10. Haley Snyder - Yep, I put myself on the list (humbly of course). I haven't change the world (yet), but I am aiming to do so. I have a story that includes trauma that started at 4 years old and continued until age 26 along with 20 years of anorexia, and lifelong PTSD. I was faced with 2 choices:
a. I could have agreed with the doctors that said that I would be disabled forever with irreversible PTSD and other psychiatric issues - relegated to a group home or other psychiatric facility to decline steadily,
b. Or, I could reject their opinion, work harder than I ever had previously in therapy - learning skills, repairing relationships, educating my loved ones, and practicing living in society without crumbling. I could show them that you can live a beautiful life with PTSD and a past that could be crippling.

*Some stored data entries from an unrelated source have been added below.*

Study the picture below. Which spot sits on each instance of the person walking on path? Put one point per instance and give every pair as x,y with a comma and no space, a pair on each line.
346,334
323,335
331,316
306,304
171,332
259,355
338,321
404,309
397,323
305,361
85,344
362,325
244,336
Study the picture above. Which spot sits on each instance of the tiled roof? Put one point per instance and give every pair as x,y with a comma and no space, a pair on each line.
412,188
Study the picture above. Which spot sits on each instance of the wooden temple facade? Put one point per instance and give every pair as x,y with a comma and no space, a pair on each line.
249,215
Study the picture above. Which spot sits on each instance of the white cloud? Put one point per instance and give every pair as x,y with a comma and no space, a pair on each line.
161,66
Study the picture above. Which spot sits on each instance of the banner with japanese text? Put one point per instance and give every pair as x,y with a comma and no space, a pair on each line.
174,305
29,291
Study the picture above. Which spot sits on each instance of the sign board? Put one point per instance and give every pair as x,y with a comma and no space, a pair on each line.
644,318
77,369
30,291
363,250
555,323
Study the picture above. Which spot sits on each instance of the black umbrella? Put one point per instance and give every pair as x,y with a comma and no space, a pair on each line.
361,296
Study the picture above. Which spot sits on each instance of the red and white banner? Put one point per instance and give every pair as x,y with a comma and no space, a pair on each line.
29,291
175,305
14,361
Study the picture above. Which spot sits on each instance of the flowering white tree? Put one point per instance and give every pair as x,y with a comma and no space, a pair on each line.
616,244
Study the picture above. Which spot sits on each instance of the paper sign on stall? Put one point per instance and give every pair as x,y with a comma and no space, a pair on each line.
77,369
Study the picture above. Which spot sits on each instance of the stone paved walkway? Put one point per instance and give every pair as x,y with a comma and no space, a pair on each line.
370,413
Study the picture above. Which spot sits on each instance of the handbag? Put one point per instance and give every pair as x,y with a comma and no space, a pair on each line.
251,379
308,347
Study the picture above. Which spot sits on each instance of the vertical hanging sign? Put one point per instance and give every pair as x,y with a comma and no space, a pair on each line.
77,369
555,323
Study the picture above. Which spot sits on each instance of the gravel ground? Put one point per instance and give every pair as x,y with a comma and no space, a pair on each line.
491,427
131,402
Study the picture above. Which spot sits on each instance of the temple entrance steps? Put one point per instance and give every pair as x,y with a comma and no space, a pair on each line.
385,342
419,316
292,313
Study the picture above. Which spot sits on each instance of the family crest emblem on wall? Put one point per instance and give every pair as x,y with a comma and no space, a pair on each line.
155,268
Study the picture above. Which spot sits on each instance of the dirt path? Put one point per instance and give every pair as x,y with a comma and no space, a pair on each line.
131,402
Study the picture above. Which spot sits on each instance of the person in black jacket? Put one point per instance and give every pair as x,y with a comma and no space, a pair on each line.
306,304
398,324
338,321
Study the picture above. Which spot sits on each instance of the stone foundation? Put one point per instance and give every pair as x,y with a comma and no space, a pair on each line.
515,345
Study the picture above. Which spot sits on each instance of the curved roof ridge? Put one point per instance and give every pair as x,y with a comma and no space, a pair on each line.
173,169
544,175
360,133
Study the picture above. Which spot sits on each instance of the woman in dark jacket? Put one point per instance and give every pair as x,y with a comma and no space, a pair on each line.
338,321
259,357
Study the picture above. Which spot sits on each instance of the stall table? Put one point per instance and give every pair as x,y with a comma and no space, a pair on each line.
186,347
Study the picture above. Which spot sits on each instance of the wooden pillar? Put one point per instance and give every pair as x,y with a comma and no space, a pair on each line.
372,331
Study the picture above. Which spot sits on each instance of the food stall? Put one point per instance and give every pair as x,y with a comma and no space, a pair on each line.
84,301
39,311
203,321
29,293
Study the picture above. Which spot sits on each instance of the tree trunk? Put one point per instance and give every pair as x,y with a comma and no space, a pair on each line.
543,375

I chose option B. I also chose to share my story. It was terrifying and it took a long time to decide if it was a good idea or not. Sharing my story could implicate a lot of people. After much prayer and counsel by mentors, I decided I would share my side of the story, and let my perpetrators share their side on their own.
The point of my story is not the trauma, the point is that I faced pure evil in my life, and God brought me out victorious, as more than an overcomer! I am living a full life, doing what I love, meeting amazing people, and learning more than I ever thought possible.
If we don't stand up, get vulnerable, and share our stories, hurting women may never hear "You can do it", "You are NOT worthless" or "You are loved". By sharing, women all around the world can be inspired to rise above the ugly and live in the beauty that this world has to offer.